I confess that the desire plays me like an instrument; this longing feels like the sound of octaves: a deep, root note, heavy, with a tectonic mobility that feels monumental. A feeling of an ocean washing at my edges, cooling, relentless, an erotic ecology: waves and sand. The second note of the pair, singing together, the higher twin, a note that rings with the reverie of a choir, with pathways that contour among the beating wings of birds. This note, a reverberation, continues, I can feel it inside my chest, I can feel it stirring certain memories, repetitions that my longing dances with. The note playing inside me incurring the lightness of raising anchor--trusting, finally, the winds, admitting a faith that the sea is best to offer.

Yet this musical longing can also know; this desire has a potent sentience that directs me, moves me across distances that I am anxious to travel. This longing gives me an electric sense, makes the wine that kisses my lips doubly-savoured, the evening stars doubly-lived. I experience twice: once for you as a place-holder, for everything I experience narrates the story of your absence.
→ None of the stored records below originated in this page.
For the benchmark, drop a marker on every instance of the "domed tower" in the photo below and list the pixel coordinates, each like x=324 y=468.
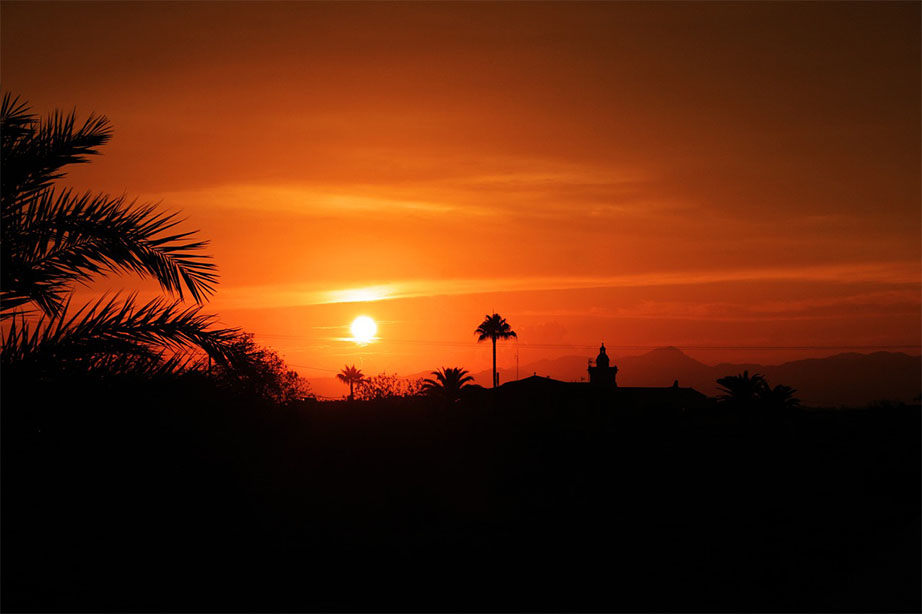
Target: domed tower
x=603 y=373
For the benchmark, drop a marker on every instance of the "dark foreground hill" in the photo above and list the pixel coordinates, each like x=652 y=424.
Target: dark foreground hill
x=135 y=496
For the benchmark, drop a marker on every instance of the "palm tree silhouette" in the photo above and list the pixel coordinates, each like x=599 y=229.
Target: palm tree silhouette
x=352 y=376
x=448 y=383
x=51 y=240
x=494 y=327
x=742 y=389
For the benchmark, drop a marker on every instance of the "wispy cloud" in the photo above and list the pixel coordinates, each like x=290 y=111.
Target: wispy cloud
x=260 y=297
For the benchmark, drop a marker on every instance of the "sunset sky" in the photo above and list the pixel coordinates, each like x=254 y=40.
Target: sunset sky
x=739 y=180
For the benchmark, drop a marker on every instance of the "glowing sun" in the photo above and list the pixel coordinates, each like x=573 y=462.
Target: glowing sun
x=364 y=329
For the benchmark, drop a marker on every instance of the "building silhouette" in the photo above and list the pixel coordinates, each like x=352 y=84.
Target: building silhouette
x=603 y=373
And so, my longing is also something visceral, to be seen, and your absence, the absence of the eyes most wished to be looking, conducts my performance of desire. My skin feels like anticipation, the moment before the stage lights and the play begins, that imperceptible interlude is where I inhabit, voiceless but desirous for that particular audience of one. "I want you here in this house" is akin to my body's prayer; with you so distant, the chanting whispers become more insistent, and the shadows in the candle-light more suggestive.

My hands always feel empty, they want to know what your hands are doing. My body knows a secret it's unwilling to divulge, it wants to tell me where you are in this world.